The translator, Hamidullah, translates "فرأوا فيها رجالا شقرا زعرا شعور رؤوسهم سبطة وهم طوال القدود" as "_The navigators saw there people with red skin; there was not much hair on their body_," which is clearly incorrect.  A more correct translation would be, "They saw (in it: the town) men, tall of stature, with thin, blonde hair" (my translation)."  So translating that as "red skinned with little hair" is a complete misrepresentation.

Also it is worthy to note the next sentence in the Arabic text:

"فاعتقلوا منها في بيت ثلاثة أيام ثم دخل عليهم في اليوم الرابع رجل يتكلم باللسان العربي"

(They were detained (in it: the town) in a house for three days.  Then on the fourth day a man who spoke Arabic came to them. -- my translation)

And later on it says:

*فعمر بهم زورق وعصبت أعينهم وجرى بهم في البحر برهة من الدهر قال القوم قدرنا أنه جرى بنا ثلاثة أيام بلياليها حتى جيء بنا إلى البحر فأخرجنا وكتفنا إلى خلف وتركنا بالساحل إلى أن تضاحى النهار وطلعت الشمس ونحن في ضنك وسوء حال من شدة الكتاف حتى سمعنا ضوضاء وأصوات ناس فصحنا بجملتنا فأقبل القوم إلينا فوجدونا بتلك الحال السيئة فحلونا من وثاقنا وسألونا فأخبرناهم بخبرنا وكانوا برابر فقال لنا أحدهم أتعلمون كم بينكم وبين بلدكم فقلنا لا فقال إن بينكم وبين بلدكم مسيرة شهرين فقال زعيم القوم وا أسفي فسمي المكان إلى اليوم آسفي وهو المرسى الذي في أقصى المغرب...*

Literal Translation:
A boat was prepared for them, their eyes were blindfolded, and they sailed for a period of time, which they estimated to be about three days, until they reached the coast.  They removed us, tied our hands behind our backs and left us on the coast.  We were there until day came, and the sun rose.  We were in a bad state from being tied up. We heard noises and voices of people.  All of us yelled out and the group came and found us in that bad situation.  They untied us and asked us (about what happened).  We told them (what happened).  They were Berbers.  One of them asked us, "do you how far you are from your home (literally: between you and your home)?" We said, "no."  So he said, "(between you and your home is) a two month journey.  The leader of the group said "wa asafi!" And so the place, from that day, was named "Asafi."  It is a port in the farthest (part of) Morocco.

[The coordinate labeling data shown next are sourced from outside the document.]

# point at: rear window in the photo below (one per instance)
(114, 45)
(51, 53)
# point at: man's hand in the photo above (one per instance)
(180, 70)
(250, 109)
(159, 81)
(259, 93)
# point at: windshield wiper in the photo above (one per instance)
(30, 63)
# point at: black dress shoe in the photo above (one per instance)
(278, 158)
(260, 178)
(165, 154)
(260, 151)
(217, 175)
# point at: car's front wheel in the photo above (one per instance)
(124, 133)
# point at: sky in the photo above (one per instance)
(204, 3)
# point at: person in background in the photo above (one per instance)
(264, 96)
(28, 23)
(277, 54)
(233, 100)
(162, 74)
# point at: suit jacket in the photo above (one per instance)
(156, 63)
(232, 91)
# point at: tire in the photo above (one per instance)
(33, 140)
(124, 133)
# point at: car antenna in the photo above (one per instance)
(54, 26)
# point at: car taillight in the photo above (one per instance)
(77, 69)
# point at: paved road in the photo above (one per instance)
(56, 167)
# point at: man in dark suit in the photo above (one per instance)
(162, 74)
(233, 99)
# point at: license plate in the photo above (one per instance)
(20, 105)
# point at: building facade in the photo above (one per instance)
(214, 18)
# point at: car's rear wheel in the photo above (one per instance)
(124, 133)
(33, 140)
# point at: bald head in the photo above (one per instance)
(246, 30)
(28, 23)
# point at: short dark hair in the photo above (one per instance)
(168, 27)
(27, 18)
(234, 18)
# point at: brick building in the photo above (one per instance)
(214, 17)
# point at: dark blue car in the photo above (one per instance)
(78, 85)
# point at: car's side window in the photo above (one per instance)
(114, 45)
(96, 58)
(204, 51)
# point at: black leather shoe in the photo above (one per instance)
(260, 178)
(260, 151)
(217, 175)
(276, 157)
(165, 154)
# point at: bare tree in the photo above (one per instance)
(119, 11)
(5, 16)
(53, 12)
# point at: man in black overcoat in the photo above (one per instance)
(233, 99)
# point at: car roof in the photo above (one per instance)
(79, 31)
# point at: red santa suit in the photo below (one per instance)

So considering that they met blonde haired people, some of whom could speak Arabic, and that when they were taken to the mainland, which was Morocco, they only traveled about three days, it is highly unlikely that they were in the Americas.

There is a little bit more analysis on this here, which says that the most probable interpretation is that they may have reached the Sargasso Sea, but that the aforementioned episode probably took place in an island near Morocco, which would explain why they knew Arabic.

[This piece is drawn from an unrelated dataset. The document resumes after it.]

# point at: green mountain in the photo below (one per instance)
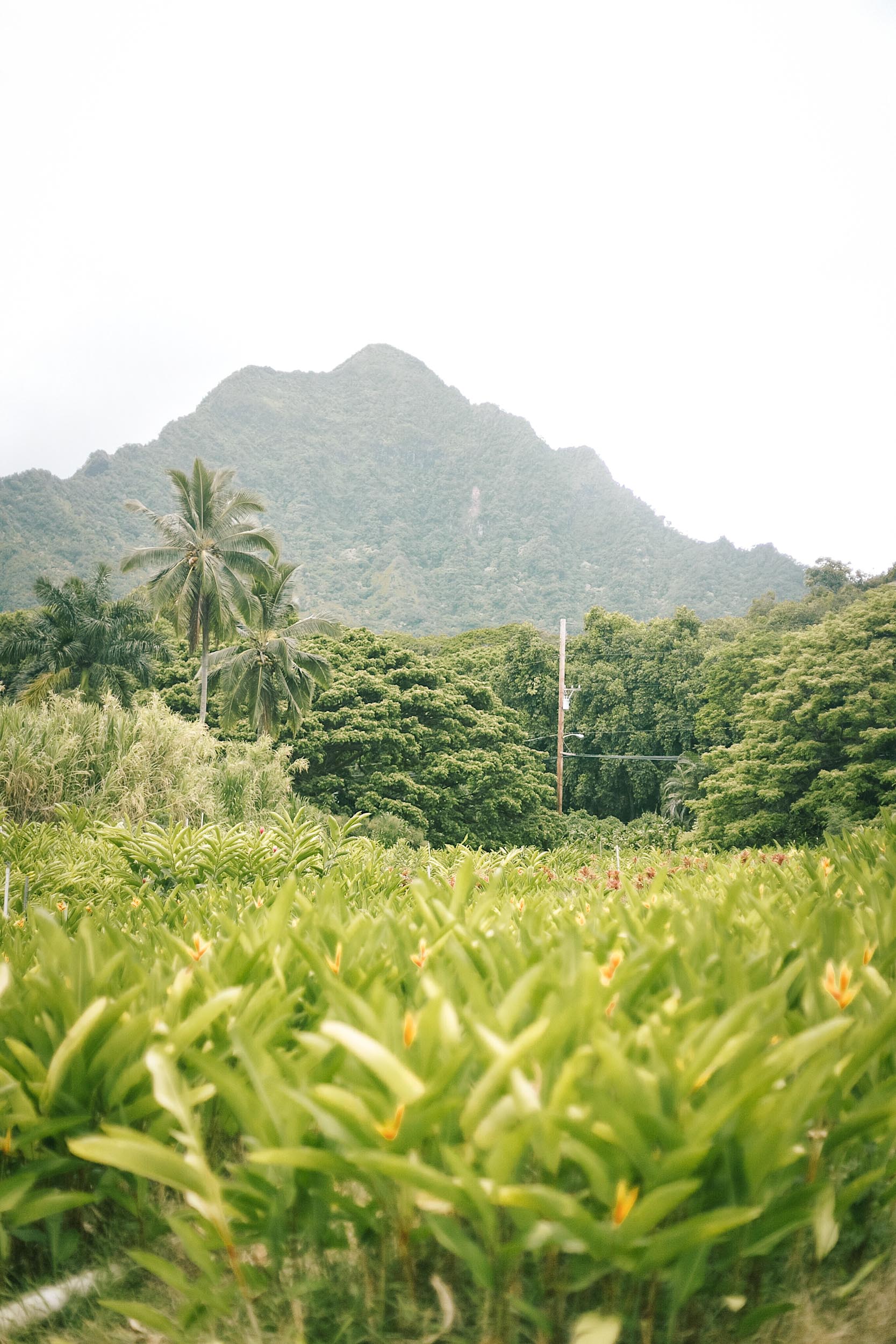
(406, 506)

Here is the English translation (from the page Ghabi linked to):

"The Commander of the Muslims Ali ibn Yusuf ibn Tashfin sent his admiral Ahmad ibn Umar, better known under the name of Raqsh al-Auzz to attack a certain island in the Atlantic, but he died before doing that. [...] Beyond this ocean of fogs it is not known what exists there. Nobody has the sure knowledge of it, because it is very difficult to traverse it. Its atmosphere is foggy, its waves are very strong, its dangers are perilous, its beasts are terrible, and its winds are full of tempests. There are many islands, some of which are inhabited, others are submerged. No navigator traverses them but bypasses them remaining near their coast. [...] And it was from the town of Lisbon that the adventurers set out known under the name of Mugharrarin [seduced ones], penetrated the ocean of fogs and wanted to know what it contained and where it ended. [...] After sailing for twelve more days they perceived an island that seemed to be inhabited, and there were cultivated fields. They sailed that way to see what it contained. But soon barques encircled them and made them prisoners, and transported them to a miserable hamlet situated on the coast. There they landed. The navigators saw there people with red skin; there was not much hair on their body, the hair of their head was straight, and they were of high stature. Their women were of an extraordinary beauty.

=====
And here is what I found in the Arabic text:
(Colored text corresponds to colored text above.)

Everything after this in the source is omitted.